It is generally recommended that a temporary stoma be closed within 9-12 wk after its construction. However, because some patients poorly tolerate the temporary stoma owing to extracellular dehydration, difficult pouch fitting, parenteral nutrition requirement in cases when the stoma is very proximal, and psychological or social impact, it might be advisable to opt for early closure.
In order to assess the feasibility of early closure and its outcome, a research team from Japan endoscopically inspected blood flow and edema in the remnant bowel of stoma patients and defined a minimal delay as optimal for closing small bowel stomas. Their study was published on February 28, 2010 in the World Journal of Gastroenterology.

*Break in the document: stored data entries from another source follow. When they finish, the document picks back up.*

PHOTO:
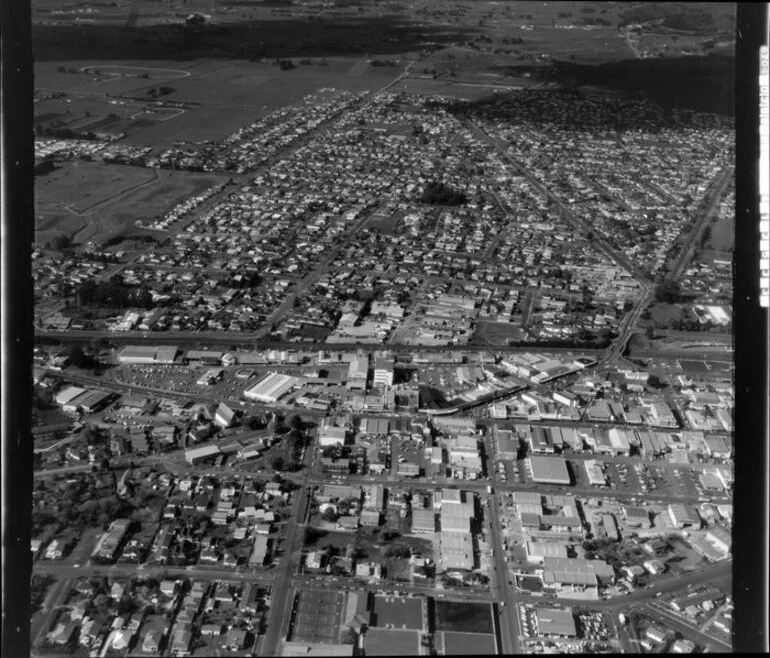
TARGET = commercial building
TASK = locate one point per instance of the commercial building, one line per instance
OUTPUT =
(456, 551)
(259, 550)
(548, 470)
(92, 400)
(210, 377)
(148, 354)
(224, 416)
(205, 357)
(272, 387)
(537, 552)
(683, 516)
(576, 577)
(358, 372)
(383, 372)
(423, 521)
(108, 546)
(594, 472)
(196, 455)
(68, 394)
(331, 436)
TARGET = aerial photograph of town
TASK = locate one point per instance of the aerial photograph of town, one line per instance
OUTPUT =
(382, 327)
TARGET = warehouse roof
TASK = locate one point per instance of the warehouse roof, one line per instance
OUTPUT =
(549, 469)
(555, 622)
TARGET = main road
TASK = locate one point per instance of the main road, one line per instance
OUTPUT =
(509, 615)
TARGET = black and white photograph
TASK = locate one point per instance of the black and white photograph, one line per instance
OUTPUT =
(384, 328)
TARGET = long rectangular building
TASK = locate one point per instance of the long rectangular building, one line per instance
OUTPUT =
(549, 470)
(148, 354)
(271, 387)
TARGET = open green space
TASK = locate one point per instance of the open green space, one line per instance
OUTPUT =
(463, 617)
(109, 198)
(469, 644)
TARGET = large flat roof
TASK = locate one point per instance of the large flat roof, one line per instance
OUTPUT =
(549, 469)
(555, 622)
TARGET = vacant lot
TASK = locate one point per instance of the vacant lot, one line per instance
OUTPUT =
(91, 201)
(469, 644)
(398, 612)
(463, 617)
(497, 333)
(722, 237)
(387, 642)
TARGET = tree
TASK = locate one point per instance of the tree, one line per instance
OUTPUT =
(649, 332)
(295, 423)
(668, 291)
(277, 463)
(61, 242)
(330, 515)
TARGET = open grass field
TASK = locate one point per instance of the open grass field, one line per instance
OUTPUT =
(469, 644)
(91, 201)
(497, 333)
(463, 617)
(665, 313)
(722, 238)
(81, 185)
(398, 612)
(218, 96)
(387, 642)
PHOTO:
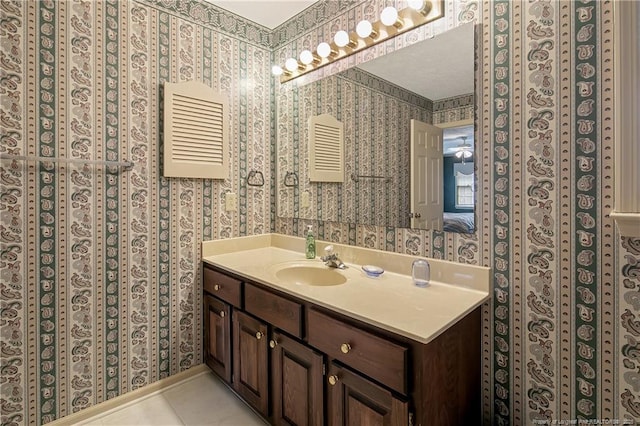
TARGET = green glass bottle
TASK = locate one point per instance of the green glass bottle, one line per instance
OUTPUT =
(310, 250)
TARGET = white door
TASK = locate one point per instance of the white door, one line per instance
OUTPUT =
(426, 176)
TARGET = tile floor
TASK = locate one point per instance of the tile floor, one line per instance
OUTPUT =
(200, 400)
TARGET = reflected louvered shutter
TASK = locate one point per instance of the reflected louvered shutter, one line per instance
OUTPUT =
(326, 157)
(195, 131)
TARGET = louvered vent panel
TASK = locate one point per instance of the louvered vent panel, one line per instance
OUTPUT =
(195, 132)
(326, 149)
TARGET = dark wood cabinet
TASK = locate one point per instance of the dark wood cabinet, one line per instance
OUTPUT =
(217, 336)
(272, 348)
(250, 362)
(356, 401)
(297, 385)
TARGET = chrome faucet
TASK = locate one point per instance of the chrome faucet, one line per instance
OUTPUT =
(331, 259)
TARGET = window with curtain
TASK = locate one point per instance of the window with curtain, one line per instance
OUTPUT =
(464, 191)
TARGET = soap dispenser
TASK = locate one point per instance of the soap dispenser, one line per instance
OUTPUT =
(310, 249)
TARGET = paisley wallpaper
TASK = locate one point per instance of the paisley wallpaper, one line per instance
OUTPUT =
(100, 266)
(101, 282)
(562, 333)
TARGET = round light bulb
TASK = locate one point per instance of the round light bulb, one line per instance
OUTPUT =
(422, 6)
(324, 50)
(364, 29)
(306, 57)
(341, 39)
(389, 16)
(291, 64)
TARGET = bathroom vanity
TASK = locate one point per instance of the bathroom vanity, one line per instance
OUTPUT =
(342, 349)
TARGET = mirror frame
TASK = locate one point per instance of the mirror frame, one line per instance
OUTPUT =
(297, 191)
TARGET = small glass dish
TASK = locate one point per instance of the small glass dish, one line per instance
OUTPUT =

Fifteen patients who underwent massive bowel resection with enterostomy for superior mesenteric arterial occlusion (SMAO) were divided into a delayed closure group (D group) and an early closure group (E group). It was found that the mean duration from initial operation to enterostomy closure was significantly shorter in the E group (18.3 ± 2.1 d) than in the D group (34.3 ± 5.9 d). The duration of hospitalization after surgery was significantly shorter in the E group (33 ± 2.2 d) than in the D group (51 ± 8.9 d).
They concluded that endoscopic examination of blood flow and edema in the remnant bowel is a useful predictor to determine the time of enterostomy closure in SMAO cases.